By the way, if you were going to use this exact hook, note that your code is a complicated way of writing (add-hook 'server-done-hook 'savehist-save), and that's not useful since there's already savehist-autosave in kill-emacs-hook.
This page from the Emacs manual describes a function called make-frame-on-display that allows you to access a remote Emacs session. My interest in this function is to use it to share buffers for pair programming remotely with a colleague.
From the page:
It is even possible to use this feature to let two or more users type simultaneously on the two displays, within the same Emacs job. In practice, however, the different users can easily interfere with each others' edits if they are not careful.

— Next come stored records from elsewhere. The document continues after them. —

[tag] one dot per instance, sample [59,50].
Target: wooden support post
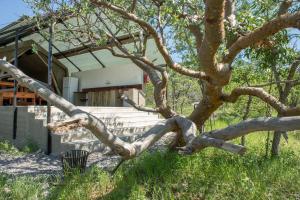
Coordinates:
[50,57]
[15,108]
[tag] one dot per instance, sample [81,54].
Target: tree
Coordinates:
[211,30]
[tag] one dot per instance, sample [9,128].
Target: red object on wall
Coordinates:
[146,78]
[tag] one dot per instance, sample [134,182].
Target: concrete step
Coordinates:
[62,115]
[91,145]
[83,144]
[82,133]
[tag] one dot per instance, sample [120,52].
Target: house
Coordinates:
[86,75]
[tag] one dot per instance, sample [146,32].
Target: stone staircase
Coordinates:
[126,122]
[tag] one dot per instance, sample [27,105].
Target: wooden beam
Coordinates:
[87,48]
[4,83]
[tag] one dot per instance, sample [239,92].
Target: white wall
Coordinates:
[110,76]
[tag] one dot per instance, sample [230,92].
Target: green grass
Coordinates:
[210,174]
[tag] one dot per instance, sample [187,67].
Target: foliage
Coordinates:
[211,174]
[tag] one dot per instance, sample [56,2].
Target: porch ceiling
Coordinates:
[80,57]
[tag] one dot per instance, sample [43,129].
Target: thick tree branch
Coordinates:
[268,29]
[214,34]
[263,95]
[258,124]
[284,7]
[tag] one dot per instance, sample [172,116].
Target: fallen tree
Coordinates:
[178,124]
[210,24]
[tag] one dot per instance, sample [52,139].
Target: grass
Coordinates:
[210,174]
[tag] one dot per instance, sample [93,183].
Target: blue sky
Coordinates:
[11,10]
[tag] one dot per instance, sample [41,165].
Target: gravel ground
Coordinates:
[40,164]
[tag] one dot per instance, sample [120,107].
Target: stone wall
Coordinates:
[29,129]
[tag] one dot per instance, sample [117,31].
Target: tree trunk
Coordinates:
[275,143]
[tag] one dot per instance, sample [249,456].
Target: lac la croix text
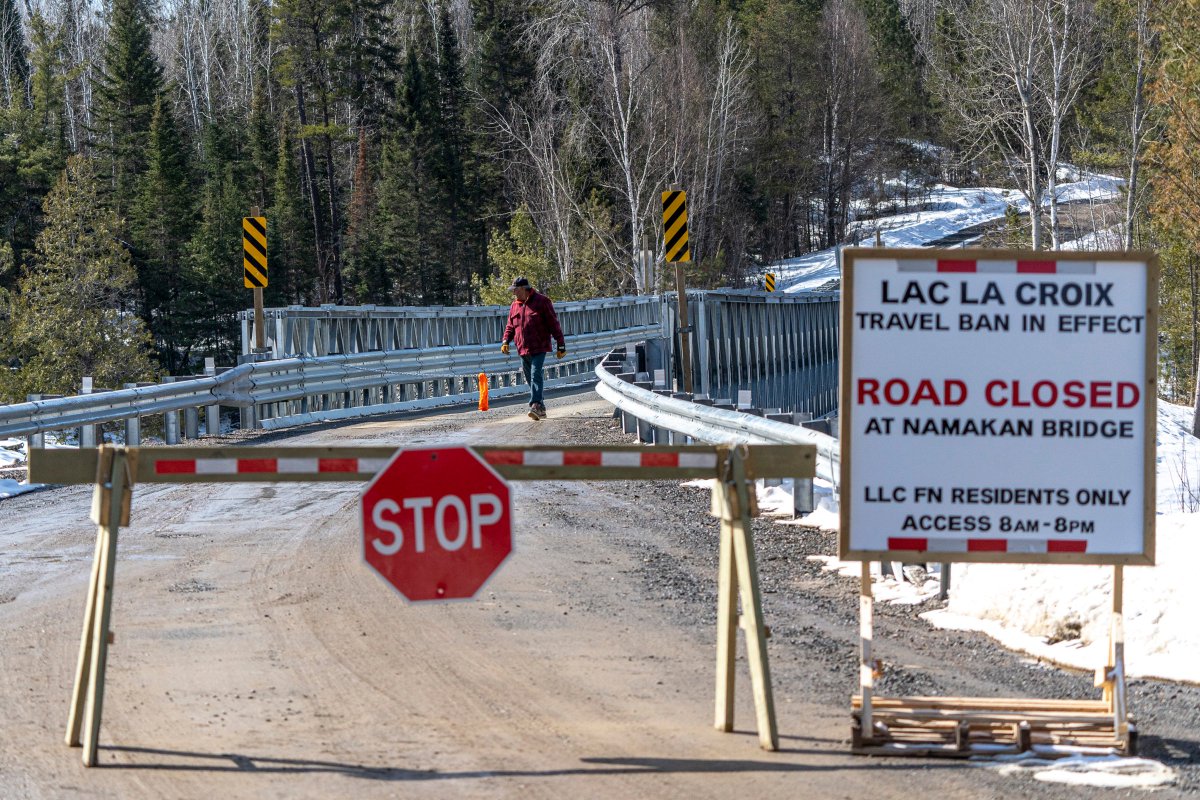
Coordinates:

How exactly do I set this up? What do I need? What does my partner need? The details are not stated, but I don't know enough about Emacs to know where to start.
Is there any other way to get a shared Emacs session? This page from the Emacs Wiki refers to something called multi-tty. The questions I asked above also apply to this.
Which is better: multi-tty or make-frame-on-display?
I haven't tried multi-tty, but make-frame-on-display is pretty simple. You type M-x make-frame-on-display, hit return, then type the display you want the frame to show up on. For example:
I have my local host (thor) running emacs and I want to make a frame pop up on a machine called zeus, on its only X display (0.0). So I would type M-x make-frame-on-display<ret>zeus:0.0<ret>
All set!
You may need to configure the remote machine's X server to accept incoming connections from your machine with "xhost +thor". You may also need to configure its firewall to allow incoming connections on the X11 port, which is 6000. Keep in mind that X forwarding is not encrypted, so if you aren't working with someone on your LAN you may want to go through a VPN in order to keep things private.
Edited to fix brackets.
You can also have the person at zeus type ssh -X thor emacsclient -c.
Did you ever consider using GNU screen on a shared account for pair programming? It's dead easy to get it to work and you get to pick any console based editor you and your partner like (emacs, vim, joe, nano, zile, ...). However, this does of course not work with editors that cannot run inside a terminal.
To set it up, create a shared account on a computer running ssh. Then both log in to that account. One of the partners starts screen with
screen
and the other connects to it with
screen -x
where -x means "attach to a not detached screen session". The users can detach from their sessions w/ "C-a d".
Old question, new solution for anyone landed on this page from year 2016.
I set this up in Ubuntu 14.04 and it works perfectly:
Suppose I want to co-edit or demo some cool stuffs on emacs with my colleague Joe on the other end of the world.
Make sure an ssh server with emacs installed at either end. That is, either MyPC or JoePC must be a SSH server and have Emacs installed. From now on, let's say I asked Joe to install SSH server and Emacs on his computer.
Make sure byobu is installed on JoePC. Byobu supports both tmux and screen as backends (I prefer tmux for a more mordern and feature-rich).
I connect to JoePC with ssh remoteuser#joepc. No need for X-forwarding.
Open emacs from byobu-ssh terminal: TERM=xterm-256color && emacsclient --alternate-editor="" -t. One can make an alias for this command. I recommend this long command because it enables both better color support in the terminal and running Emacs in daemon mode. The daemon mode make it fast to close and reopen frames.
Now the magic unfold: Ask Joe to login with the same remoteuser I am loggin in; open the terminal and start byobu if it hasn't for him.
Start hacking or fumbling :-)
Comment:
Because the way byobu work. This approach works for any other program inside the byobu terminal.
This setup performs much better than Teamviewer or any other GUI remote desktop solutions.
Because the connection is through ssh to the remote server directly, it is as secure as the ssh conenction can offer.